Maar hoe zou dit dan kloppen met de plotselinge Amerikaanse geestdrift voor uitbreiding van de NAVO met een nog onbekend aantal Middeneuropese landen? Die geestdrift lijkt immers eerder te wijzen op een Amerikaanse bereidheid meer, in plaats van minder, militaire verplichtingen ten opzichte van Europa te aanvaarden.
Eerst zien, dan geloven - is het eerste, cynische antwoord op deze vraag. Om te beginnen zal het Congres, met een meerderheid van twee derden, die meerdere verplichtingen moeten aanvaarden, en dan nog is het onwaarschijnlijk dat het ook bereid zal zijn die Middeneuropese strijdmachten even genereus te bewapenen als indertijd de Westeuropese - en alles met behoud van Rusland als gepriviligieerde partner!
Maar er is een nog cynischer interpretatie van die Amerikaanse geestdrift voor uitbreiding van de NAVO mogelijk. De Belgische oud-ambassadeur Jan Adriaenssen, voormalig hoofd van de Belgische delegatie bij de ontwapeningsbesprekingen die vóór 1989 jarenlang in Wenen voortsleepten, maakt zich daar tolk van in een artikel in De Standaard van 15 maart.
De Verenigde Staten, schrijft hij, ‘willen met slinkende middelen hun greep op een veranderend (Europees) vasteland behouden. Uitgaande van de bestaande militaire “integratie” trachten ze daarom hun bondgenoten een eigen blauwdruk op te leggen over de toekomstige organisatie van Europa’.
De plotselinge geestdrift voor uitbreiding van de NAVO brengt Adriaenssen tot de conclusie ‘dat het er Washington om te doen is het schoorvoetende politieke Europa het gras voor de voeten te maaien. De uitbreiding (van de NAVO) is in werkelijkheid noch opportuun noch eerlijk, omdat het toekennen van dezelfde waarborgen aan gewezen Oostbloklanden als aan de zestien oorspronkelijke leden noch technisch noch politiek haalbaar is’.
Aan die laatste bedenkingen gaf ik ook, eerder in dit artikel, uiting.
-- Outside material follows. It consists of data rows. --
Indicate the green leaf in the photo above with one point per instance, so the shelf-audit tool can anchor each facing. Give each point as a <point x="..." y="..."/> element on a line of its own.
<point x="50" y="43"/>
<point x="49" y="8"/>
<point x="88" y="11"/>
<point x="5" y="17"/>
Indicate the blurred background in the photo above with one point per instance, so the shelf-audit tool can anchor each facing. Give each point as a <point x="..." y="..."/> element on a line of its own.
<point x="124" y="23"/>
Maar dat is nog iets anders dan daarachter een ‘regelrecht offensief tegen de Europese Unie die haar eigen politiek voert’ te zoeken. Want dat is, volgens Adriaenssen, de bijna diabolische opzet van de Amerikanen: door uitbreiding van de NAVO, met haar militaire integratie en haar ‘permanent crisisberaad’ (in de vorm van de Atlantische Raad), wordt de ‘schoorvoetende’ politieke en militaire eenheid van Europa gesmoord.
Waarschijnlijk overschat Adriaenssen het Amerikaanse vermogen tot machiavellisme en onderschat hij de mate van improvisatie en het gebrek aan coördinatie in de Amerikaanse politiek - en misschien zelfs de binnenlands-politieke motieven van de Amerikaanse plannen met de NAVO -, maar dat er een tegenstelling bestaat tussen Europese ambities en het behoud van de Noordatlantische alliantie is wel zeker.